"Ayah, ini pasti ulah ayahku" kata Lintang pada Ken.
Semuanya berubah hanya dalam waktu singkat. Jikalau bukan ayahnya, siapa lagi? Seumur hidupanya, Lintang tak pernah melihat sang ayah ikut campur dalam masalahnya. Tapi kali ini, ia masuk ke dalam dan merusak semuanya.
"Nona, sebaiknya jangan ganggu" kata Hilada memperingatkan Lintang dan Ken yang datang siang itu.
Lintang bukan gadis gila hormat. Meski ayahnya adalah seorang hebat pemilik perusahaan, namun ia enggan datang ke tempat sanga ayah bekerja. Ia lebih senang diam di rumah dan menikmati hidupnya yang tenang.
"Jika bukan karena ayahku membuat masalah, kami tak akan ke sini Nona Hilda"
"Tapi" kata Hilda ketakutan melihat Lintang melenggang.
Hilda mencoba mengubungi security, tapi langkan Ken dan Lintang jauh lebih cepat.
"Inikah yang di sebut sibuk?" sindir Lintang.
Robert melirik ke putrinya dan Ken. Ia letakkan berkas yang diam-diam ia amati sedari pagi.
"Hilda mengizinkanmu masuk?"
"Tidak Ayah!" sahutnya cepat. "Aku mengelabuhinya."
"Apa yang putriku inginkan sampai datang kemari?"
Lintang melempar surat pemberitahuan dari kampus. Robert membacanya sekilas.
"Ini baik untuk kalian" belanya pada diri sendiri.
"Baik?" tanya Lintang. Ia tertawa geli sekaligus kesal. "Ken, apa kau bisa menemukan kebaikan dari penggantian dosen pembimbing ini?"
Ken menggeleng.
"Benar! Tidak ada kebaikan dalam hal yang ayah lakukan. Jika ayah meminta mereka mengganti dosen pembimbing kami, maka semua usaha kami akan sia-sia!
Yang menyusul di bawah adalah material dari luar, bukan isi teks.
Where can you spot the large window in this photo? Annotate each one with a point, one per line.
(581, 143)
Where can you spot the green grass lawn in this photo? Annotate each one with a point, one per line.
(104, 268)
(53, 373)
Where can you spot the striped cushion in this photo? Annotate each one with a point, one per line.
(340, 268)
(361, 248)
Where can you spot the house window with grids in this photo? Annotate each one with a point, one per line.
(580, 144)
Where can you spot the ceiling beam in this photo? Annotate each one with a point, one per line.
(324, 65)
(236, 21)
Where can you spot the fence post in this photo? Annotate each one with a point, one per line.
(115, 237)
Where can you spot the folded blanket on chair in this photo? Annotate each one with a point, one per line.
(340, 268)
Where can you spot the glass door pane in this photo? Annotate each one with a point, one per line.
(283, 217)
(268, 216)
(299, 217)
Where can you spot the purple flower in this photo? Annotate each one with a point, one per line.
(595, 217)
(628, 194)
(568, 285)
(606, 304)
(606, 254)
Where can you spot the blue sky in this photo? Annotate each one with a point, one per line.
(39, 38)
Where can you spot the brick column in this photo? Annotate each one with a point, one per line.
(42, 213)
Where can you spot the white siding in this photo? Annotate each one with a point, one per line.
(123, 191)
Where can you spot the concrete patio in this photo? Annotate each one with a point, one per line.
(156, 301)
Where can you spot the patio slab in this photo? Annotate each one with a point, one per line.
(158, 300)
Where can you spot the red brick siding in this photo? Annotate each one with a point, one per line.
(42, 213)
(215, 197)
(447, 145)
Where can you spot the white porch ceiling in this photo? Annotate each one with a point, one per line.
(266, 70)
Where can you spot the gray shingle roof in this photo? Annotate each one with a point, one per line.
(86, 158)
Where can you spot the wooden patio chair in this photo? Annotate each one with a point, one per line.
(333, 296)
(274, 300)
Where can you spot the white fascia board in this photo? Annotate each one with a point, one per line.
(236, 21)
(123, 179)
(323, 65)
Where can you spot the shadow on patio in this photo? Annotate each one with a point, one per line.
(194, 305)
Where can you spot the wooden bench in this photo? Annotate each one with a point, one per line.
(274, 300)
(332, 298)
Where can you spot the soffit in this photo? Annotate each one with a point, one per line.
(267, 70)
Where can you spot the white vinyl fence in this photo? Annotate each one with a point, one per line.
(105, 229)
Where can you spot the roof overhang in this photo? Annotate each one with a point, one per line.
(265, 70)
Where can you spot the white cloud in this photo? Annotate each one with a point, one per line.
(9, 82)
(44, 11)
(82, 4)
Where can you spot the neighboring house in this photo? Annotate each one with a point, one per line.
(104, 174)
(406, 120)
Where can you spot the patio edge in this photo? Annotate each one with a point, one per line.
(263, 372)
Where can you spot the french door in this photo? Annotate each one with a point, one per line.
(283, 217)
Tidakkah ayah berfikir sebelum bertindak?"
Robert mengerutakan dahinya.
"Orang tua tahu apa yang terbaik baik anak-anaknya"
"Tidak ayah! Kau naïve. Sejak kapan Ayah jadi ikut campur masalah kami? Bukankah ayah selalu bilang, raihlah semua dengan usahamu sendiri. Ayah tak akan membantu sedikitpun?
Kemana kata-kata bijak seorang ayah pada anaknya selama ini?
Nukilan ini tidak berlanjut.